Cegah Kecurangan di SKB CPNS, BKN Lakukan Ini
JAKARTA, iNews.id - Badan Kepegawaian Negara (BKN) melakukan antisipasi kecurangan pada pelaksanaan Seleksi Kompetensi Bidang (SKB) Calon Pegawai Negeri Sipil (CPNS), setelah kecurangan pada seleksi kompetensi dasar (SKD) CPNS terjadi di berbagai titik lokasi. Salah satu yang dilakukan dengan menciptakan sistem artificial intelligence (AI) untuk menganalisis potensi kecurangan.

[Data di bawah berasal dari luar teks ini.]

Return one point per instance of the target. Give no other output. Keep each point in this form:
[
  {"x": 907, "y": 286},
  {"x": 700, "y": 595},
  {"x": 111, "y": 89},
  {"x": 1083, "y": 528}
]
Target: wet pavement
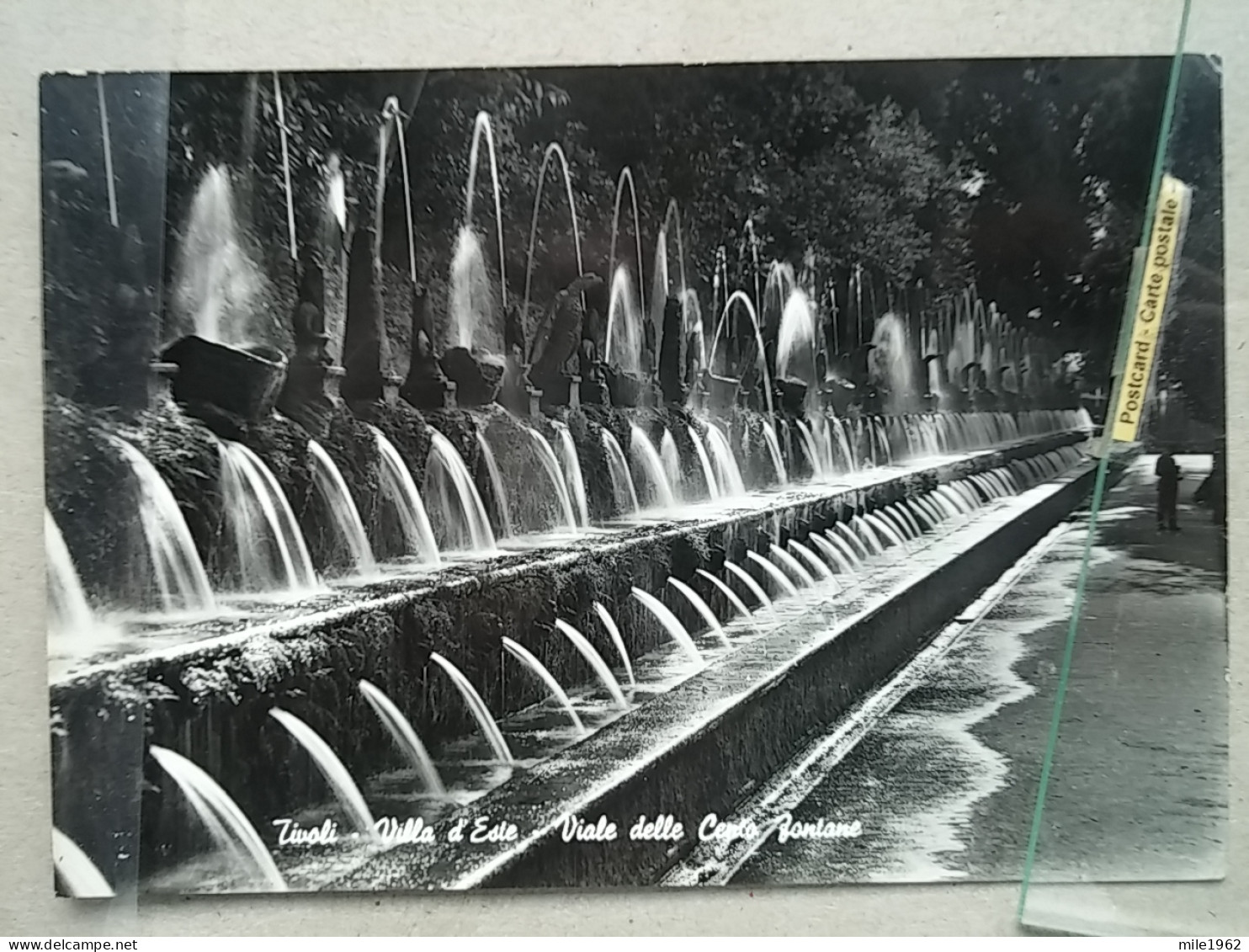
[{"x": 944, "y": 784}]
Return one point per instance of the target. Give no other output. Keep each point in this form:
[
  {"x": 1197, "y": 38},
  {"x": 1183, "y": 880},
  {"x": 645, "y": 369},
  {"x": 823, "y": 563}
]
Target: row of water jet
[{"x": 821, "y": 557}]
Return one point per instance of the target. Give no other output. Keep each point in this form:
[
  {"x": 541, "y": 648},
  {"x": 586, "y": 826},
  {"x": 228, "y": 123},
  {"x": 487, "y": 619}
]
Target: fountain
[
  {"x": 399, "y": 487},
  {"x": 794, "y": 565},
  {"x": 671, "y": 460},
  {"x": 227, "y": 826},
  {"x": 572, "y": 475},
  {"x": 332, "y": 769},
  {"x": 551, "y": 466},
  {"x": 596, "y": 662},
  {"x": 647, "y": 460},
  {"x": 477, "y": 707},
  {"x": 216, "y": 285},
  {"x": 400, "y": 730},
  {"x": 670, "y": 622},
  {"x": 812, "y": 560},
  {"x": 728, "y": 476},
  {"x": 341, "y": 510},
  {"x": 461, "y": 513},
  {"x": 626, "y": 178},
  {"x": 69, "y": 611},
  {"x": 714, "y": 490},
  {"x": 781, "y": 578},
  {"x": 270, "y": 549},
  {"x": 614, "y": 632},
  {"x": 752, "y": 586},
  {"x": 622, "y": 481},
  {"x": 77, "y": 874},
  {"x": 496, "y": 484},
  {"x": 702, "y": 609},
  {"x": 178, "y": 572},
  {"x": 547, "y": 678}
]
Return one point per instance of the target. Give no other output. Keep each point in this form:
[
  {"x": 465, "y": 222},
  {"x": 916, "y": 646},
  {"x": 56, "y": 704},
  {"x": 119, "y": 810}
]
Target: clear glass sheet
[{"x": 1130, "y": 832}]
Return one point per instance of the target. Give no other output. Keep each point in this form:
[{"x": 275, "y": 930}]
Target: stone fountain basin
[
  {"x": 204, "y": 688},
  {"x": 701, "y": 747},
  {"x": 244, "y": 381}
]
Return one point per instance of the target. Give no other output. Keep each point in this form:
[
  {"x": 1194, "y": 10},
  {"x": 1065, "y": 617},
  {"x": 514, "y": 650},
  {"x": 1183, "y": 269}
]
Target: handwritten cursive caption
[{"x": 573, "y": 828}]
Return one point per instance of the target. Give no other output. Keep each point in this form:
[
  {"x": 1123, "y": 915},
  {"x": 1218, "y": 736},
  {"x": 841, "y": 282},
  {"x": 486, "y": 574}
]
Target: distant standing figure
[{"x": 1167, "y": 471}]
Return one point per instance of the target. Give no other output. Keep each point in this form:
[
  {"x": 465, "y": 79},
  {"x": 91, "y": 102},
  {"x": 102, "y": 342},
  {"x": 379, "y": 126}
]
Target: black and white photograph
[{"x": 635, "y": 476}]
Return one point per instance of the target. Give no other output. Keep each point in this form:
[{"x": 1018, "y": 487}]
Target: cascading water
[
  {"x": 752, "y": 586},
  {"x": 727, "y": 472},
  {"x": 343, "y": 515},
  {"x": 332, "y": 769},
  {"x": 776, "y": 575},
  {"x": 738, "y": 605},
  {"x": 622, "y": 480},
  {"x": 671, "y": 624},
  {"x": 792, "y": 564},
  {"x": 77, "y": 875},
  {"x": 227, "y": 826},
  {"x": 812, "y": 560},
  {"x": 547, "y": 678},
  {"x": 624, "y": 332},
  {"x": 401, "y": 731},
  {"x": 270, "y": 550},
  {"x": 454, "y": 498},
  {"x": 647, "y": 460},
  {"x": 551, "y": 465},
  {"x": 477, "y": 707},
  {"x": 69, "y": 611},
  {"x": 671, "y": 460},
  {"x": 572, "y": 476},
  {"x": 399, "y": 487},
  {"x": 596, "y": 662},
  {"x": 769, "y": 438},
  {"x": 496, "y": 482},
  {"x": 704, "y": 610},
  {"x": 216, "y": 285},
  {"x": 714, "y": 490},
  {"x": 614, "y": 632},
  {"x": 178, "y": 574}
]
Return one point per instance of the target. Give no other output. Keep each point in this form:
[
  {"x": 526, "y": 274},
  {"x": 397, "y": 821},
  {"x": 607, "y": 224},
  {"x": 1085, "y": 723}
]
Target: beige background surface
[{"x": 41, "y": 35}]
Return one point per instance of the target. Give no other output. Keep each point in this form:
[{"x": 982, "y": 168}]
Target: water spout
[
  {"x": 753, "y": 586},
  {"x": 67, "y": 606},
  {"x": 781, "y": 578},
  {"x": 671, "y": 624},
  {"x": 551, "y": 465},
  {"x": 496, "y": 482},
  {"x": 341, "y": 508},
  {"x": 794, "y": 565},
  {"x": 646, "y": 457},
  {"x": 180, "y": 576},
  {"x": 270, "y": 549},
  {"x": 704, "y": 610},
  {"x": 622, "y": 481},
  {"x": 79, "y": 876},
  {"x": 401, "y": 731},
  {"x": 459, "y": 503},
  {"x": 596, "y": 662},
  {"x": 477, "y": 707},
  {"x": 547, "y": 678},
  {"x": 738, "y": 605},
  {"x": 572, "y": 475},
  {"x": 614, "y": 632},
  {"x": 332, "y": 769},
  {"x": 227, "y": 826},
  {"x": 400, "y": 489}
]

“Kami telah mencoba melakukan antisipasi. Dengan kejadian seleksi di SKD ini, BKN mau tidak mau melakukan inovasi kembali. Ada dua inovasi yang dilakukan BKN, yang pertama adalah menciptakan sistem AI yang melakukan analisis terhadap data-data potensi kecurangan,” kata Deputi Bidang Sistem Informasi Kepegawaian BKN Suharmen dalam konferensi pers, Selasa (2/11/2021).
Kemudian inovasi kedua, penguatan dari keamanan sistem dan teknologi dengan menggunakan CAT BKN. Ke depan, BKN akan menggunakan operating system (OS) berbasis Linux.
“Kalau sekarang bisa multiplatform OS-nya. Maka ke depan, sistem akan dipaksa ke dalam single platform, yaitu Linux. Karena dengan Linux tidak mudah bagi orang melakukan potensi terjadinya remote acces,” ujarnya.
Meski begitu, Suharmen mengakui, celah terjadinya kecurangan akan tetap ada. Pasalnya, setiap teknologi memiliki keterbatasan.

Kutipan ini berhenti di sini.